Host /proc/loadavg snapshot captured at the end of this generation. Drift from loadavg_pre signals load change during the generation.

`engine_runtime_config` `pydantic-field` ¶

Best-effort probe of the engine's effective runtime config (enable_prefix_caching, enable_chunked_prefill, max_num_seqs, max_num_batched_tokens, kv_cache_dtype, speculative_method when populated). Empty dict on probe failure.

`flag_did_not_engage = False` `pydantic-field` ¶

True when engine_runtime_config disagrees with the candidate/caller's intended setting on any checked field — an unsupported knob silently ignored, a default-on flag overriding an explicit-off intent, etc.

`to_wandb_payload(prefix='vllm_gen')` ¶

Flatten this event into a wandb-friendly wandb.log(...) dict.

Wandb plots scalars cleanly but renders tuples/dicts as opaque blobs, so this method:

Drops None values (wandb would drop them anyway; explicit here for documentation).
Unpacks loadavg_pre / loadavg_post 3-tuples to per- duration scalars (loadavg_pre_1m / _5m / _15m).
Flattens engine_runtime_config to engine_runtime/<key> scalars (mirrors the existing flattening pattern in the benchmark harness).

All keys are namespaced under prefix so production generation events don't collide with other wandb metrics in the same run.

Source code in src/nemo_safe_synthesizer/generation/vllm_observability.py

def to_wandb_payload(self, prefix: str = "vllm_gen") -> dict[str, Any]:
    """Flatten this event into a wandb-friendly ``wandb.log(...)`` dict.

    Wandb plots scalars cleanly but renders tuples/dicts as opaque
    blobs, so this method:

    - Drops ``None`` values (wandb would drop them anyway; explicit
      here for documentation).
    - Unpacks ``loadavg_pre`` / ``loadavg_post`` 3-tuples to per-
      duration scalars (``loadavg_pre_1m`` / ``_5m`` / ``_15m``).
    - Flattens ``engine_runtime_config`` to ``engine_runtime/<key>``
      scalars (mirrors the existing flattening pattern in the
      benchmark harness).

    All keys are namespaced under ``prefix`` so production generation
    events don't collide with other wandb metrics in the same run.
    """
    payload: dict[str, Any] = {}
    for scalar_field in (
        "peak_vram_gb",
        "kv_cache_usage_perc",
        "prefix_cache_hit_rate",
        "spec_accept_rate",
        "flag_did_not_engage",
    ):
        value = getattr(self, scalar_field)
        if value is not None:
            payload[f"{prefix}/{scalar_field}"] = value
    for side in ("pre", "post"):
        tup = getattr(self, f"loadavg_{side}")
        if tup is None:
            continue
        for label, value in zip(_LOADAVG_HORIZON_LABELS, tup, strict=False):
            payload[f"{prefix}/loadavg_{side}_{label}"] = value
    for key, value in self.engine_runtime_config.items():
        if value is not None:
            payload[f"{prefix}/engine_runtime/{key}"] = value
    return payload

`VllmRuntimeMetrics` ¶

Bases: TypedDict

End-of-generation vLLM metric snapshot with a fixed key set.
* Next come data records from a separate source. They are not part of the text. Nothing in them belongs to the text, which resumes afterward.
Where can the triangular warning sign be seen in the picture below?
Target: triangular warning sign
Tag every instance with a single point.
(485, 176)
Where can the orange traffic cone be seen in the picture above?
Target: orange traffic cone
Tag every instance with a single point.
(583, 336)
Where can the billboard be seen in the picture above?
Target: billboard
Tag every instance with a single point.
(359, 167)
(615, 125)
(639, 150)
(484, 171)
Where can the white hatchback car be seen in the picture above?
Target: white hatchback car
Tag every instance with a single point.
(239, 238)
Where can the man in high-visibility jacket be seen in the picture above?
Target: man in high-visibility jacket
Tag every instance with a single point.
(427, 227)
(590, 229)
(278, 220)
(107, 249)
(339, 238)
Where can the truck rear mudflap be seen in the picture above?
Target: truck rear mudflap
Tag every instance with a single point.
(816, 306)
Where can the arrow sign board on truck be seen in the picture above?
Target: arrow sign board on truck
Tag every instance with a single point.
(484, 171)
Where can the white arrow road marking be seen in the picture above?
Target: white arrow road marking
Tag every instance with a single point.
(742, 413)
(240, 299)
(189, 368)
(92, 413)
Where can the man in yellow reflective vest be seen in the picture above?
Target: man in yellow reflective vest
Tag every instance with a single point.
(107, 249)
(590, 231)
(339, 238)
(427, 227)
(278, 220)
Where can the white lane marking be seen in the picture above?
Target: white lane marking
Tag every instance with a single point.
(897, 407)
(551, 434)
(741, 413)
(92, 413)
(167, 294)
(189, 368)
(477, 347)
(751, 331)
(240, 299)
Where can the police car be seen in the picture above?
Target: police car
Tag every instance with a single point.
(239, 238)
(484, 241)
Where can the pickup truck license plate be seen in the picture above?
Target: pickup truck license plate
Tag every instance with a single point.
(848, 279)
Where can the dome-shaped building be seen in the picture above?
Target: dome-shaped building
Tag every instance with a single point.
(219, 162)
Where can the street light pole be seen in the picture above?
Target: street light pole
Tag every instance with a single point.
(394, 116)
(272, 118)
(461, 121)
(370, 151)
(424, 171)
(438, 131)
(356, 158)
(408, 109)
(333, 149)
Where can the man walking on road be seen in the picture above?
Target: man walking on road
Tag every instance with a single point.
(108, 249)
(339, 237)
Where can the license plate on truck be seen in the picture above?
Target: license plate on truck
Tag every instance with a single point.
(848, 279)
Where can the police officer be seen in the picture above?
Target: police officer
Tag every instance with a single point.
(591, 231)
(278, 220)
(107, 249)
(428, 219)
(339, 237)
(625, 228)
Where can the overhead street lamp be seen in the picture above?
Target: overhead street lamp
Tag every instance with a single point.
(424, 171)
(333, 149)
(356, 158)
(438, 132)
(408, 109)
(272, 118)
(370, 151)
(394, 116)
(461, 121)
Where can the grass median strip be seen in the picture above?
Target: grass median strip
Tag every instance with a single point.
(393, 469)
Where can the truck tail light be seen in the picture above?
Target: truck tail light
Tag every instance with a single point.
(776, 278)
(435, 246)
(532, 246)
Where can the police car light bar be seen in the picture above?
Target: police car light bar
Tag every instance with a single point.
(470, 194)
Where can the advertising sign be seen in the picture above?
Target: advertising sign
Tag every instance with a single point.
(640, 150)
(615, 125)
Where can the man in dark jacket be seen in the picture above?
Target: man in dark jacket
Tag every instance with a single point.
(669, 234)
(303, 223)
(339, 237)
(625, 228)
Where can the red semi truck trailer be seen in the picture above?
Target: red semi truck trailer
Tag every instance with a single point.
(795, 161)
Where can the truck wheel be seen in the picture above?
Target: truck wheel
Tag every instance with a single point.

Every value is float | None; None means the engine did not surface that counter on this generation (distinct from a measured zero).

A TypedDict rather than a dataclass on purpose: the value stays a plain dict at runtime, so dict-style consumers (e.g. the benchmark harness) are unaffected, while callers gain static key checking and float | None value typing instead of dict[str, float | None].

`read_loadavg()` ¶

Return /proc/loadavg as a (1m, 5m, 15m) triple; None when unavailable.

Linux-only. Cheap (one syscall). Safe to call from any process -- the read is host-scoped, not process-scoped. Designed to bracket a workload: caller reads pre + post, the pair is informative about whether host load drifted during the run.

Source code in src/nemo_safe_synthesizer/observability.py

def read_loadavg() -> tuple[float, float, float] | None:
    """Return ``/proc/loadavg`` as a (1m, 5m, 15m) triple; ``None`` when unavailable.

    Linux-only. Cheap (one syscall). Safe to call from any process -- the read
    is host-scoped, not process-scoped. Designed to bracket a workload: caller
    reads pre + post, the pair is informative about whether host load drifted
    during the run.
    """
    try:
        with open("/proc/loadavg", encoding="utf-8") as f:
            parts = f.read().split()
        return (float(parts[0]), float(parts[1]), float(parts[2]))
    except (OSError, ValueError, IndexError):
        return None

`probe_engine_runtime_config(llm)` ¶

Best-effort introspection of the engine's effective runtime config.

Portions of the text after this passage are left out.